Dana Ullman is New York-based photojournalist, writer and visual storyteller with an investigative reporting bent, reporting on labor, land and human rights issues in her community as well as internationally.
From reporting on foreign development and land rights issues throughout East Africa to human rights issues for transnational workers across North America, Dana is committed to underreported stories that are told with dignity.
Dana's work has appeared in the New York Times, the International Consortium of Investigative Journalists & The Ground Truth Project, Foreign Policy, Bloomberg, California Sunday Magazine, The Texas Observer, among many others. She has been a reporting fellow and grantee with the International Women's Media Foundation (2016, 2018 + 2019), USC Annenberg’s Center for Health Journalism (2021) and the International Center for Journalists (2015), as well as received a Puffin Foundation Grant (2014) for "Another Kind of Prison", which documents life after prison for women in the US.

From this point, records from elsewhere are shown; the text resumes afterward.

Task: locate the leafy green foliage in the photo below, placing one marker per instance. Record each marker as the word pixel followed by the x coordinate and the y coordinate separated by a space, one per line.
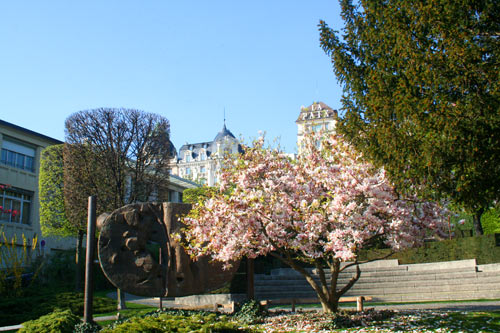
pixel 198 195
pixel 16 265
pixel 53 220
pixel 86 328
pixel 15 310
pixel 482 248
pixel 251 312
pixel 421 93
pixel 491 221
pixel 165 322
pixel 58 321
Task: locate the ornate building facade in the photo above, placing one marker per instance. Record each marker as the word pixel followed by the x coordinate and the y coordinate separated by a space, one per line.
pixel 314 118
pixel 200 162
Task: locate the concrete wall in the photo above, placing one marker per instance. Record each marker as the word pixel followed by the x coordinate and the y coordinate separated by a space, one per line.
pixel 387 281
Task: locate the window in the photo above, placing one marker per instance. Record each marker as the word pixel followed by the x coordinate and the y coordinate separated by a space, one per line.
pixel 17 155
pixel 15 206
pixel 317 128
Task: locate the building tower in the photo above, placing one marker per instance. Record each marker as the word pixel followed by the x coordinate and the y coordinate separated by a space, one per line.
pixel 314 118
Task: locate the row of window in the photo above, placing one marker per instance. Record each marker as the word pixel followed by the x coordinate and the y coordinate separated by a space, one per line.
pixel 15 206
pixel 17 160
pixel 17 155
pixel 189 157
pixel 202 170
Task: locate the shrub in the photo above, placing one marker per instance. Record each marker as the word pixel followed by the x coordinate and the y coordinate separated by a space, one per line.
pixel 251 312
pixel 491 221
pixel 165 322
pixel 17 269
pixel 16 310
pixel 199 194
pixel 58 321
pixel 86 328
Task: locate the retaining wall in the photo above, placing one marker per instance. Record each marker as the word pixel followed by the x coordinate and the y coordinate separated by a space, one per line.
pixel 388 281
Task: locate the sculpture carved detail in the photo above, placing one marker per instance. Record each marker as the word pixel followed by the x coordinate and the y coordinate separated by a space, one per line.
pixel 135 237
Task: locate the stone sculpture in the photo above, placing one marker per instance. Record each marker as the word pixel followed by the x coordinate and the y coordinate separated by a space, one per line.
pixel 138 254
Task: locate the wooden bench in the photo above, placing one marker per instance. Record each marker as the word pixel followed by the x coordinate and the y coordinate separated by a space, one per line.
pixel 294 301
pixel 227 307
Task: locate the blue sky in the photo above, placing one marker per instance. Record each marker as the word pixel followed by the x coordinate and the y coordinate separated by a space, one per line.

Dana’s work has been recognized by the International Labour Organization and National Press Photographers Association and has been used in campaigns to raise awareness about labor trafficking and child trafficking by Polaris and UN Women.

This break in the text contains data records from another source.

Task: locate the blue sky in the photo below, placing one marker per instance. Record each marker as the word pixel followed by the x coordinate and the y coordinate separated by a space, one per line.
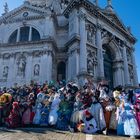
pixel 127 10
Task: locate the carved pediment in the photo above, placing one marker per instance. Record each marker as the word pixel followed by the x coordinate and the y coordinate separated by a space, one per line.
pixel 115 19
pixel 24 12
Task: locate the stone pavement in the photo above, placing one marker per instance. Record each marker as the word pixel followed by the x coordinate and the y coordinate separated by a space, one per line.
pixel 50 134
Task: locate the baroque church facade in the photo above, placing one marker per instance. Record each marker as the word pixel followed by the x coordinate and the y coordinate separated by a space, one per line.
pixel 65 39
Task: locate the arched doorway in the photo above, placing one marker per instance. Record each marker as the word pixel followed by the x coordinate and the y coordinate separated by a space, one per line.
pixel 61 71
pixel 108 65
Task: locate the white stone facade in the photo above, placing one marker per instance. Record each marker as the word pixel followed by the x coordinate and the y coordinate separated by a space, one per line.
pixel 69 39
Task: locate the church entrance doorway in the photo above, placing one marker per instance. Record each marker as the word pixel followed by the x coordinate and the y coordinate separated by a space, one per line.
pixel 108 65
pixel 61 71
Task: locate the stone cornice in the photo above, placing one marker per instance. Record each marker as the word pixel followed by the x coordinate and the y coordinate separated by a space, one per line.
pixel 25 19
pixel 97 12
pixel 23 7
pixel 74 39
pixel 42 41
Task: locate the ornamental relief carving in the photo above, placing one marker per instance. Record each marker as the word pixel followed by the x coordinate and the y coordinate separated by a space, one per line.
pixel 5 72
pixel 21 66
pixel 91 62
pixel 131 73
pixel 129 57
pixel 36 70
pixel 91 30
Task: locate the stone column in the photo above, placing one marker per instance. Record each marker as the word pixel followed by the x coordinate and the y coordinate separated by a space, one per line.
pixel 18 35
pixel 118 79
pixel 12 73
pixel 30 34
pixel 99 52
pixel 1 70
pixel 69 66
pixel 83 41
pixel 126 71
pixel 44 66
pixel 49 66
pixel 77 61
pixel 136 83
pixel 29 68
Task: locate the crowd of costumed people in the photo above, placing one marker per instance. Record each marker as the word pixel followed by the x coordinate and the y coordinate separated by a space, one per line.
pixel 67 106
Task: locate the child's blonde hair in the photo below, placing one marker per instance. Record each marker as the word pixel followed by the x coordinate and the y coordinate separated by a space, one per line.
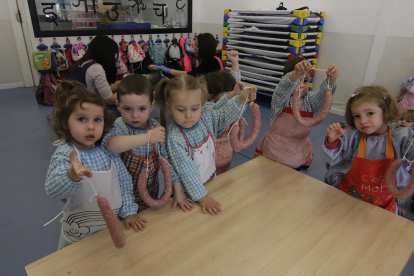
pixel 407 115
pixel 167 89
pixel 67 96
pixel 377 94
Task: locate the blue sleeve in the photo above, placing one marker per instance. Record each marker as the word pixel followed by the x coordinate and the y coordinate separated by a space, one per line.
pixel 118 128
pixel 129 207
pixel 222 117
pixel 184 165
pixel 58 184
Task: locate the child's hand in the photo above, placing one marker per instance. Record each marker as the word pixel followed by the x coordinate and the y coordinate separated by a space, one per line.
pixel 238 88
pixel 333 72
pixel 185 203
pixel 233 56
pixel 334 132
pixel 210 205
pixel 136 222
pixel 77 168
pixel 249 93
pixel 157 135
pixel 303 67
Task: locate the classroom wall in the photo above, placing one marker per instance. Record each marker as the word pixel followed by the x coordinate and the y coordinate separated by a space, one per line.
pixel 10 73
pixel 370 40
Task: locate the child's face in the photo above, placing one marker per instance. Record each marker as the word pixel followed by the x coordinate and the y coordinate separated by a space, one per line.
pixel 135 109
pixel 305 84
pixel 86 125
pixel 368 118
pixel 402 122
pixel 185 108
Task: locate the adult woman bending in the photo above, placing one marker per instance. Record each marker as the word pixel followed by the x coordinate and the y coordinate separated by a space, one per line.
pixel 97 69
pixel 205 51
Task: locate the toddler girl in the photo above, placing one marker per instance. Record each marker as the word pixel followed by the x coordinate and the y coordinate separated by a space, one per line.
pixel 406 94
pixel 130 133
pixel 360 156
pixel 220 83
pixel 79 120
pixel 287 141
pixel 190 140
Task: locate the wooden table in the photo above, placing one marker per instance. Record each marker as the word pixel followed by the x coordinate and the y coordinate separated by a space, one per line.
pixel 275 221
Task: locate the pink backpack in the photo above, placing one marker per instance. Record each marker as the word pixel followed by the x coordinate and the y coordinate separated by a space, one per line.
pixel 135 53
pixel 121 67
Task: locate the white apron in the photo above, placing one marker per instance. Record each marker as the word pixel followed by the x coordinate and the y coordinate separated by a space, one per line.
pixel 203 156
pixel 82 217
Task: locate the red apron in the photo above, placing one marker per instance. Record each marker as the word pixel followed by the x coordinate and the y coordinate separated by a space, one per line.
pixel 365 179
pixel 286 141
pixel 135 165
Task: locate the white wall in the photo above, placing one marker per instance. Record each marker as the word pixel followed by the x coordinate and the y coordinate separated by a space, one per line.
pixel 370 40
pixel 10 71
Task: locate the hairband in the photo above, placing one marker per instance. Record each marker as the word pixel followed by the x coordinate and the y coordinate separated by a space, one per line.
pixel 353 95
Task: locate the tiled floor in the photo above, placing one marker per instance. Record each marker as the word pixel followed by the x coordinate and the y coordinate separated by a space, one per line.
pixel 26 148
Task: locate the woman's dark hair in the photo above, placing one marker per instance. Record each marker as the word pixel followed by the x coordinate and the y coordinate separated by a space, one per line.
pixel 67 97
pixel 135 84
pixel 207 45
pixel 104 51
pixel 219 82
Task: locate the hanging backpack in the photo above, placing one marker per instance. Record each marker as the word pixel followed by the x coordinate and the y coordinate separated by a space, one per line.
pixel 121 67
pixel 189 46
pixel 78 50
pixel 62 63
pixel 45 93
pixel 174 52
pixel 135 53
pixel 44 61
pixel 156 52
pixel 182 43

She is a member of the National Press Photographers Association and Women Photograph.
Dana is HEFAT trained and holds a degree in Journalism from San Francisco State University, as well as a certificate in photojournalism from the Danish School of Journalism. She’s frequently traveling across the North America documenting labor migration experiences but available for assignments internationally, particularly throughout East Africa and Scandinavia.